À ses yeux, le patron d'Amazon a en outre la capacité de «regarder les problèmes de façon non passionnée»: «Il n'a pas fait d'école de journalisme. Il ne vend pas de publicités. La plupart des gens du milieu ont toujours été dans la presse, ils ne peuvent pas penser de façon originale».

Peter Copeland, lui aussi ancien journaliste devenu consultant, met cependant en garde contre l'instauration de changements trop importants au Post. «Je ne pense pas qu'il soit sage de complètement transformer le Washington Post, il n'est pas vraiment ruiné. Il a encore un important tirage qui génère beaucoup de revenus, et un grand nom», dit-il à l'AFP.

Selon lui, «la chose la plus importante est de tout faire pour protéger le tirage papier».

Mais il redoute que Jeff Bezos ne gère le Post que comme une entreprise: «Parce que le Post était dirigé par une grande famille, une famille qui y attachait de l'importance, il a d'ailleurs été souvent conduit comme une véritable famille».

La famille Graham possédait le quotidien depuis huit décennies.

Au trimestre dernier, le journal a perdu 49 millions de dollars. Son tirage quotidien est aujourd'hui de 447 700 exemplaires, contre 800 000 deux décennies avant.

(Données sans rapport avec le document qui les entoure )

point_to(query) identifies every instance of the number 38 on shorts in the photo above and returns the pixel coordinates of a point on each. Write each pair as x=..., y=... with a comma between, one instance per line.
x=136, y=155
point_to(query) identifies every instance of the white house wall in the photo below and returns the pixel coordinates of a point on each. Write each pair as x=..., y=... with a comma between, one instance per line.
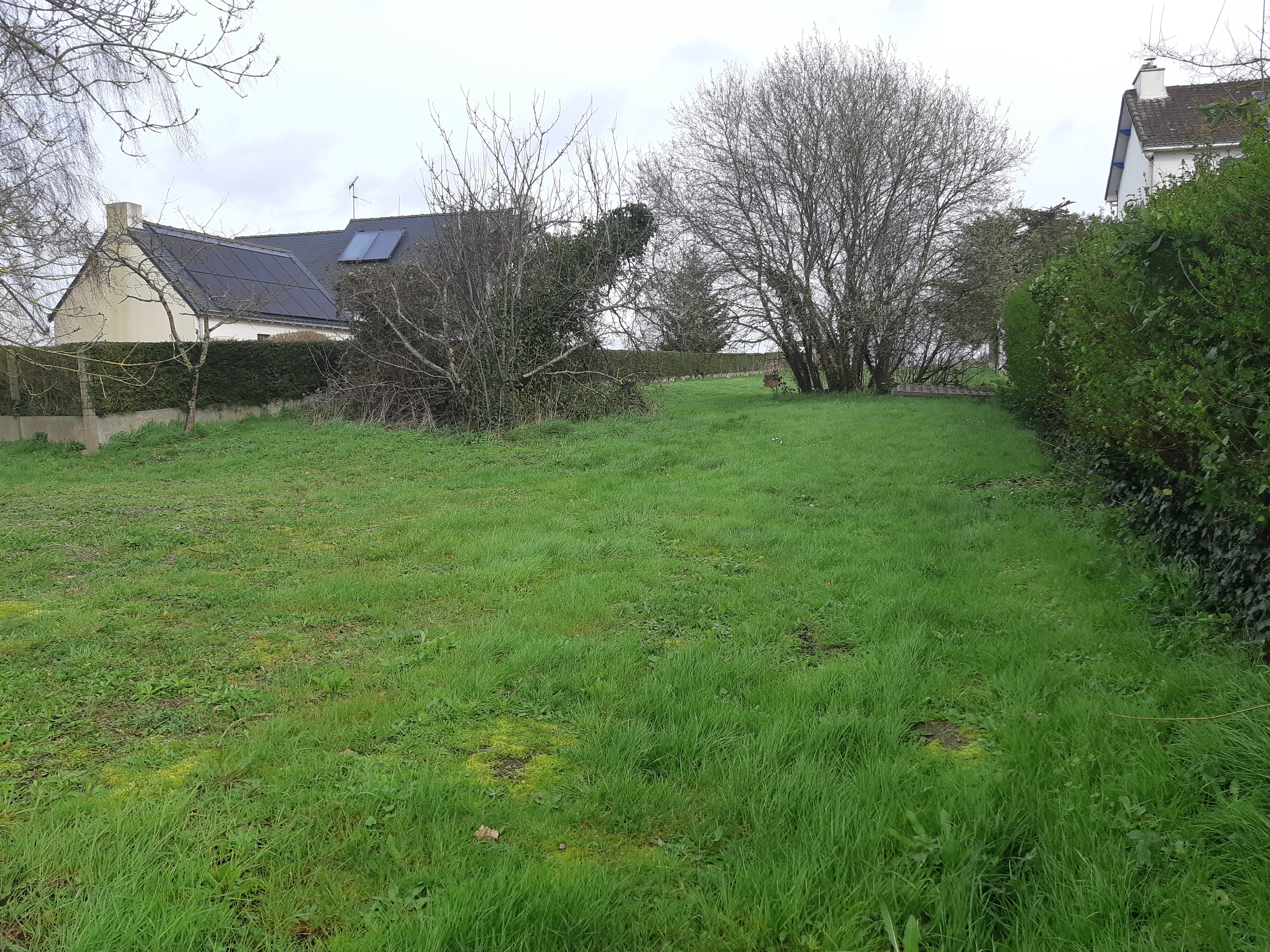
x=1170, y=164
x=120, y=308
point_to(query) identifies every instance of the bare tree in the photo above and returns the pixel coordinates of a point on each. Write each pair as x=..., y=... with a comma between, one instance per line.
x=684, y=306
x=159, y=267
x=494, y=319
x=826, y=187
x=68, y=68
x=1242, y=58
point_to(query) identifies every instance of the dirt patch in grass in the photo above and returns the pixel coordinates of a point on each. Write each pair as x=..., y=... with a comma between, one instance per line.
x=947, y=734
x=510, y=769
x=13, y=936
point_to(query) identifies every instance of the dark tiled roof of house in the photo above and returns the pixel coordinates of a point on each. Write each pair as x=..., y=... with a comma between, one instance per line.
x=321, y=251
x=1175, y=120
x=218, y=275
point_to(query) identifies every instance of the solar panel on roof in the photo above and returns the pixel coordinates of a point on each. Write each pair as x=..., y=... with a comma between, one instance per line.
x=373, y=245
x=385, y=244
x=359, y=247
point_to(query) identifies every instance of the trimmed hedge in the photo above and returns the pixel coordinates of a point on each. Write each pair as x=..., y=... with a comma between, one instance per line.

Pour Peter Copeland, il n'existe pas de formule magique contre le déclin des grands quotidiens de la presse écrite. «Les gens des médias ne sont pas stupides. S'il existait des solutions miracle, ils les auraient déjà trouvées», note-t-il, saluant néanmoins le fait que Jeff Bezos - baptisé «le perturbateur-en-chef» par le magazine Fortune - semble «davantage poser de questions que faire de proclamations».

Dan Kennedy, professeur de journalisme à la Northeastern University, se dit quant à lui encouragé de voir Jeff Bezos se lancer dans l'aventure.

«Il semble le faire pour les bonnes raisons. Il voit cela comme une mission citoyenne, et il veut diriger (le Post) comme un journal de qualité et peut-être même l'agrandir».

Reste que l'entrepreneur va devoir faire face à un élément qu'il ne connaissait pas avec Amazon: les syndicats. Le syndicat Newspaper Guild va renégocier un contrat qui a pris fin en juillet et pour le moment, ses membres attendent de voir ce que le nouveau patron va donner, Bezos ayant promis de maintenir les salaires au même niveau durant un an.